Sur la base des observations obtenues par les télescopes spatiaux Hubble et Spitzer de la NASA, des astronomes avaient déjà découvert que des étoiles s’y formaient à un taux extraordinaire, correspondant à l’équivalent de la masse d’environ 900 nouveaux soleils par année dans SpARCS1049. C’est plus de 300 fois plus rapide que le taux observé dans notre galaxie, la Voie lactée. Au rythme observé dans SpARCS1049, toutes les étoiles de la Voie lactée pourraient se former en seulement 100 millions d’années, ce qui est très court en comparaison de l’âge de notre galaxie, soit plus de dix milliards d’années.

« Cela me rappelle l’expression ‘quand le chat est parti, les souris dansent’, a déclaré Julie Hlavacek-Larrondo de l’Université de Montréal au Canada, membre du Centre de recherche en astrophysique du Québec (CRAQ), qui a dirigé l’étude. « Ici, le trou noir est calme et les étoiles sont très occupées. »

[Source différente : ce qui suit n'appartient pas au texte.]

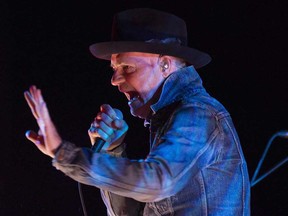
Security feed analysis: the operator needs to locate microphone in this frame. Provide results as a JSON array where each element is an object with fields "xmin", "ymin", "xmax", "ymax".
[{"xmin": 91, "ymin": 137, "xmax": 105, "ymax": 153}]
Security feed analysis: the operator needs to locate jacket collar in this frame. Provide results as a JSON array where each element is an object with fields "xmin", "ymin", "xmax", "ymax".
[{"xmin": 151, "ymin": 65, "xmax": 204, "ymax": 113}]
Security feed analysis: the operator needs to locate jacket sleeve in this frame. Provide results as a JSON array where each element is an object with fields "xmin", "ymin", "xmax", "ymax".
[
  {"xmin": 53, "ymin": 141, "xmax": 144, "ymax": 215},
  {"xmin": 52, "ymin": 105, "xmax": 216, "ymax": 202}
]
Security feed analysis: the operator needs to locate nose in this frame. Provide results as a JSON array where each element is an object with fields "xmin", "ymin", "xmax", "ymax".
[{"xmin": 111, "ymin": 70, "xmax": 125, "ymax": 86}]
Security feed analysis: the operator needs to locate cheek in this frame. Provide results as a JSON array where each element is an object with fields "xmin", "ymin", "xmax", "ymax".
[
  {"xmin": 138, "ymin": 74, "xmax": 164, "ymax": 99},
  {"xmin": 125, "ymin": 71, "xmax": 147, "ymax": 89},
  {"xmin": 126, "ymin": 66, "xmax": 163, "ymax": 93}
]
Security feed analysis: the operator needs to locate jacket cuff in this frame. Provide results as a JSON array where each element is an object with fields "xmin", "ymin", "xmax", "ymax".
[{"xmin": 52, "ymin": 141, "xmax": 79, "ymax": 164}]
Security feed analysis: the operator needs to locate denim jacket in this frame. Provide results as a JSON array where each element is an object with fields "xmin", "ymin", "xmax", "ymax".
[{"xmin": 53, "ymin": 66, "xmax": 250, "ymax": 215}]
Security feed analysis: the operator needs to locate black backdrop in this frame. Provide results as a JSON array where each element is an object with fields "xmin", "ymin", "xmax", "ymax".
[{"xmin": 1, "ymin": 0, "xmax": 287, "ymax": 215}]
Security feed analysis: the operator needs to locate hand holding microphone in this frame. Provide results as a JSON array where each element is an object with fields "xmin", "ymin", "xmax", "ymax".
[{"xmin": 88, "ymin": 104, "xmax": 128, "ymax": 152}]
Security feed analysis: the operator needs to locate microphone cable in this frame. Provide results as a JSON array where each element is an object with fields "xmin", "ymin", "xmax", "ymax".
[
  {"xmin": 78, "ymin": 182, "xmax": 88, "ymax": 216},
  {"xmin": 78, "ymin": 138, "xmax": 105, "ymax": 216}
]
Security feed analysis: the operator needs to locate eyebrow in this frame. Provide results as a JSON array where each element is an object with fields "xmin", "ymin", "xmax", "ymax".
[
  {"xmin": 110, "ymin": 63, "xmax": 124, "ymax": 69},
  {"xmin": 110, "ymin": 53, "xmax": 141, "ymax": 68},
  {"xmin": 110, "ymin": 63, "xmax": 137, "ymax": 70}
]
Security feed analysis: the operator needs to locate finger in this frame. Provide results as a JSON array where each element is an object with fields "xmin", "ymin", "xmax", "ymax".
[
  {"xmin": 33, "ymin": 87, "xmax": 43, "ymax": 111},
  {"xmin": 29, "ymin": 85, "xmax": 38, "ymax": 101},
  {"xmin": 36, "ymin": 88, "xmax": 44, "ymax": 104},
  {"xmin": 113, "ymin": 108, "xmax": 123, "ymax": 119},
  {"xmin": 27, "ymin": 85, "xmax": 44, "ymax": 120},
  {"xmin": 33, "ymin": 88, "xmax": 50, "ymax": 122},
  {"xmin": 91, "ymin": 120, "xmax": 114, "ymax": 136},
  {"xmin": 88, "ymin": 126, "xmax": 110, "ymax": 142},
  {"xmin": 98, "ymin": 105, "xmax": 126, "ymax": 130},
  {"xmin": 30, "ymin": 85, "xmax": 43, "ymax": 107},
  {"xmin": 96, "ymin": 112, "xmax": 114, "ymax": 126},
  {"xmin": 94, "ymin": 128, "xmax": 111, "ymax": 142},
  {"xmin": 111, "ymin": 118, "xmax": 126, "ymax": 129},
  {"xmin": 24, "ymin": 91, "xmax": 39, "ymax": 119},
  {"xmin": 100, "ymin": 104, "xmax": 121, "ymax": 120},
  {"xmin": 38, "ymin": 100, "xmax": 51, "ymax": 122}
]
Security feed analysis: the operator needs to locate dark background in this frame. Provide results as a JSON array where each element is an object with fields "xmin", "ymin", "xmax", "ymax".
[{"xmin": 1, "ymin": 0, "xmax": 287, "ymax": 215}]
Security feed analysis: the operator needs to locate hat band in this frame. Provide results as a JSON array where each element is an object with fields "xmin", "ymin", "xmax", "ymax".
[{"xmin": 145, "ymin": 38, "xmax": 183, "ymax": 46}]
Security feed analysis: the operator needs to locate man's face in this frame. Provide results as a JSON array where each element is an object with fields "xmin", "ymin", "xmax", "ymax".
[{"xmin": 111, "ymin": 52, "xmax": 165, "ymax": 119}]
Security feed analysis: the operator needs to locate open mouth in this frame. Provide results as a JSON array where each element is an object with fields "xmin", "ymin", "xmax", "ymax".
[
  {"xmin": 125, "ymin": 91, "xmax": 140, "ymax": 105},
  {"xmin": 128, "ymin": 95, "xmax": 140, "ymax": 105}
]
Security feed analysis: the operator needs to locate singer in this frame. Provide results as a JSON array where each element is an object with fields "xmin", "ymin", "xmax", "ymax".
[{"xmin": 24, "ymin": 8, "xmax": 251, "ymax": 215}]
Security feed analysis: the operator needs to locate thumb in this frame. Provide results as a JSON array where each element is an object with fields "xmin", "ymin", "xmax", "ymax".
[
  {"xmin": 112, "ymin": 108, "xmax": 127, "ymax": 130},
  {"xmin": 25, "ymin": 130, "xmax": 43, "ymax": 145},
  {"xmin": 25, "ymin": 130, "xmax": 51, "ymax": 156}
]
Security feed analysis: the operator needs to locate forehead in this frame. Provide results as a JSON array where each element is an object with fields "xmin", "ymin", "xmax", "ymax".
[{"xmin": 111, "ymin": 52, "xmax": 159, "ymax": 66}]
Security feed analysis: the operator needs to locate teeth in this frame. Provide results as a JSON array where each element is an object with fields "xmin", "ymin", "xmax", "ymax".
[{"xmin": 128, "ymin": 95, "xmax": 140, "ymax": 105}]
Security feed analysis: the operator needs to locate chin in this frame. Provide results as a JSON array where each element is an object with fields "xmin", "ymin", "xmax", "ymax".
[
  {"xmin": 129, "ymin": 106, "xmax": 150, "ymax": 119},
  {"xmin": 130, "ymin": 109, "xmax": 146, "ymax": 119}
]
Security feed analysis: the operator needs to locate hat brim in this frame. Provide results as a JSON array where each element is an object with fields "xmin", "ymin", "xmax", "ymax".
[{"xmin": 89, "ymin": 41, "xmax": 211, "ymax": 69}]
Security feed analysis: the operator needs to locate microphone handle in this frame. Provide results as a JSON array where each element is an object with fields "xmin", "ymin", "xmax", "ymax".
[{"xmin": 91, "ymin": 137, "xmax": 105, "ymax": 153}]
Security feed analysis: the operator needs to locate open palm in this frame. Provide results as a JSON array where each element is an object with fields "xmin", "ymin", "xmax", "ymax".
[{"xmin": 24, "ymin": 85, "xmax": 62, "ymax": 158}]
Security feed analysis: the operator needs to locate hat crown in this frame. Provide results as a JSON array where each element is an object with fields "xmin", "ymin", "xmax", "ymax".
[
  {"xmin": 89, "ymin": 8, "xmax": 212, "ymax": 69},
  {"xmin": 111, "ymin": 8, "xmax": 188, "ymax": 45}
]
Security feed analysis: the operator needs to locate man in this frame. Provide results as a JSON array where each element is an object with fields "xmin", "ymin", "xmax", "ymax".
[{"xmin": 24, "ymin": 8, "xmax": 250, "ymax": 215}]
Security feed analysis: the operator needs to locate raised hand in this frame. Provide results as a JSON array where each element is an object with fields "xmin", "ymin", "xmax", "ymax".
[
  {"xmin": 88, "ymin": 104, "xmax": 128, "ymax": 151},
  {"xmin": 24, "ymin": 85, "xmax": 62, "ymax": 158}
]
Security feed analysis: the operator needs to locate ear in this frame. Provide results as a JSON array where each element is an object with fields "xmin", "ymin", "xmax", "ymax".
[
  {"xmin": 159, "ymin": 57, "xmax": 171, "ymax": 77},
  {"xmin": 160, "ymin": 61, "xmax": 169, "ymax": 72}
]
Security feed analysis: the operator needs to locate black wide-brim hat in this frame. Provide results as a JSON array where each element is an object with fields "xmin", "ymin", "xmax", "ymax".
[{"xmin": 89, "ymin": 8, "xmax": 211, "ymax": 69}]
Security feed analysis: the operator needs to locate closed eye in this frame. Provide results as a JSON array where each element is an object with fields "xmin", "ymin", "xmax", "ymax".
[{"xmin": 122, "ymin": 65, "xmax": 136, "ymax": 73}]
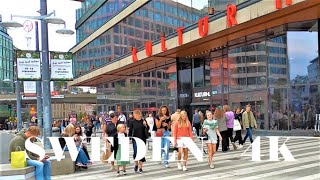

La région de ce déchainement de formation d’étoiles se produit à environ 80 000 années-lumière du centre de SpARCS1049, dans une zone située à l’extérieur de l’une des galaxies de l’amas. Les astronomes se sont alors demandé quelle est la cause ce cycle prodigieux de naissance d’étoiles ?

La réponse pourrait provenir des nouvelles données obtenues avec Chandra révélant le comportement du gaz chaud dans SpARCS1049. Dans la plupart des amas, la température du gaz est d’environ 65 millions de degrés. Cependant, dans ce site de formation d’étoiles, le gaz est plus dense que la moyenne et s’est refroidi à une température d’environ 10 millions de degrés seulement. La présence de ce gaz plus froid suggère que d’autres réservoirs de gaz non détectés se sont refroidis à des températures encore plus basses qui permettent à un grand nombre d’étoiles de se former.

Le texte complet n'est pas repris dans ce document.